Moira Coughlan (55), a native of Mitchelstown, but living at the Stables, Mineville, Knocknahorgan, Sallybrook, Glanmire, Co Cork, admitted a total of 592 offences. Photograph: Alan Betson / THE IRISH TIMES

 

A former North Cork credit union employee has been remanded in custody for sentence after she pleaded guilty to stealing over €400,000 from both family member accounts and accounts of deceased members over a seven-year period.

Moira Coughlan (55), a native of Mitchelstown, but living at the Stables, Mineville, Knocknahorgan, Sallybrook, Glanmire, Co Cork, admitted a total of 592 offences relating to the theft of €407,441.94 from 29 accounts at the Synergy Credit Union in Fermoy.

Ms Coughlan was charged with 251 counts of theft contrary to Section 4 of the Criminal Justice (Theft and Fraud offences) Act 2001, 300 counts of unlawful use of a computer and 41 counts of false accounting contrary to Sections 9 and 10 of the same act between 2009 and September 2016.

Det Sgt James O’Shea told Cork Circuit Criminal Court how Coughlan was the insurance officer at the Synergy Credit Union, which was formed from the merger of a number of local credit unions in North Cork, and is headquartered in Fermoy.

In her capacity as insurance officer, Coughlan had control over the accounts of some 25 deceased members while she also had authority from family members which gave her control over four family accounts at the credit union.

Between 2009 and September 2016, Coughlan moved €1.5 million in unlawful transactions on the family accounts and the accounts of deceased members when they were still in probate and before money was paid out from them, he said.

He said that Coughlan would withdraw money from either a family member’s account or a deceased member’s account and then when payment was due from either, she would switch money from another deceased member’s account to cover up the theft, he said.

The financial officer at Synergy, Marvin Board noticed some unusual activity where money was being withdrawn from one deceased member’s account and when he investigated it, he traced the activity back to Coughlan and Synergy then contacted auditors, Grant Thornton and notified gardaí.

Det Sgt O’Shea said that gardaí arrested Coughlan for questioning about the thefts and fraud on September 19th, 2017. She made immediate admissions and co-operated fully with gardaí before pleading guilty to the offences at the first available opportunity in May this year.

He said that Coughlan told gardaí that she simply was using the money for day-to-day living and they could find no sign of obvious wealth even though she stole €6,000 in 2009, €55,000 in 2010, €61,000 in 2011, €78,500 in 2012, €72,000 in 2013, €46,000 in 2014 and €107,000 in 2016.

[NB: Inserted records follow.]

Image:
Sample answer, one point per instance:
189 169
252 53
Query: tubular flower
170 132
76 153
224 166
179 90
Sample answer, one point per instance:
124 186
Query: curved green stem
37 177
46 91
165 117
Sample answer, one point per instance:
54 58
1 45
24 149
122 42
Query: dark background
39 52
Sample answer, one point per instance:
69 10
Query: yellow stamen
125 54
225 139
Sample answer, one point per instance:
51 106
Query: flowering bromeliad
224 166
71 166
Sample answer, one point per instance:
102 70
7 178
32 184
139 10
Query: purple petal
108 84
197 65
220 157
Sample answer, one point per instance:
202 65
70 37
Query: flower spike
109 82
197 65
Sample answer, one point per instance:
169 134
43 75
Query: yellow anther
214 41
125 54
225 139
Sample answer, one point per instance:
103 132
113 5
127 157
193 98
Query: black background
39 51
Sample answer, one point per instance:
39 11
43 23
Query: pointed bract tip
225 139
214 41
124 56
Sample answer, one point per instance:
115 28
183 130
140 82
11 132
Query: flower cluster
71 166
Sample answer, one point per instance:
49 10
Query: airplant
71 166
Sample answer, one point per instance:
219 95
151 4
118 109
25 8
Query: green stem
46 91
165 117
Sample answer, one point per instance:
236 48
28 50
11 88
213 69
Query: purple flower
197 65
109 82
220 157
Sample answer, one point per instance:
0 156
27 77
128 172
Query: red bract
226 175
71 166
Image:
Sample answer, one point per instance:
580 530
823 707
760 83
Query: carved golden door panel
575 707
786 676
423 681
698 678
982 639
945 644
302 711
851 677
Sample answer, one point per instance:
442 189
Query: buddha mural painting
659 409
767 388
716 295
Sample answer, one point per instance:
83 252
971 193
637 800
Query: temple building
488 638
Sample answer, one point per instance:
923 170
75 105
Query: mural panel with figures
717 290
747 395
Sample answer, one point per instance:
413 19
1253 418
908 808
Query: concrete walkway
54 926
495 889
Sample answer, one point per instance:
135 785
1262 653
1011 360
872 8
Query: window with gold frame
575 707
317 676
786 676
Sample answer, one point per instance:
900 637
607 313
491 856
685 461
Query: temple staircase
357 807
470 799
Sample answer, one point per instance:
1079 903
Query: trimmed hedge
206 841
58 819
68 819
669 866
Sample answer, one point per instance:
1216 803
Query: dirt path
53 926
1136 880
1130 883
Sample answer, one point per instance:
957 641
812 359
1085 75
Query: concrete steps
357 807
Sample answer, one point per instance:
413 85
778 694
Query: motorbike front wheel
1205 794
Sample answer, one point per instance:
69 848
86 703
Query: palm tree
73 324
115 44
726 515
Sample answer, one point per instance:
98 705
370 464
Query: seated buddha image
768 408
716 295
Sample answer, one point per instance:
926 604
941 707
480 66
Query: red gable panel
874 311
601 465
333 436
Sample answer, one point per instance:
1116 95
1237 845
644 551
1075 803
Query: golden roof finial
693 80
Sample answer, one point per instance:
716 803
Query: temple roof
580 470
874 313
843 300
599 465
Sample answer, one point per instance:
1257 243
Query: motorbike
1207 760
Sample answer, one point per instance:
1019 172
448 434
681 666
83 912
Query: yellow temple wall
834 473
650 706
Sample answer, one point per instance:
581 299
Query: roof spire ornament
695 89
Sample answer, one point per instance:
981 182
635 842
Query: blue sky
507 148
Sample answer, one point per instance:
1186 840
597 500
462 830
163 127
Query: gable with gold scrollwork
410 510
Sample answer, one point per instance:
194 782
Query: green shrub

Det Sgt O’Shea agreed with Judge Seán Ó Donnabháin that while the prosecution had strong evidence against Coughlan, she had, by her guilty plea, spared the State a lengthy and complex trial and he also confirmed that Coughlan had no previous convictions.

Defence barrister, Patrick O’Riordan BL pleaded for leniency for his client, informing the court that her marriage had broken down and she was now separated as a result of her criminal behaviour, while a psychiatric report showed that she had thoughts of self harm and had received psychiatric treatment.

He said that there was an element of robbing Peter to pay Paul to her offending and she had explained she was spending the money to get positive attention from others and there were several who were willing to benefit from her largesse and the money was now dissipated.

Mr O’Riordan said Coughlan was putting together proposals to repay the money including handing over a €20,000 inheritance and a €15,000 pension while she was also waiting on legal proceedings which could yield up to €200,000 but he asked for an adjournment to allow her put that package together.

But Judge Seán Ó Donnabháin said even if Coughlan managed to repay all the outstanding monies, such was the breach of trust and the fact the fraud went on so long, he could not avoid imposing a custodial sentence and he remanded her in custody to February 8th to allow her come up with compensation.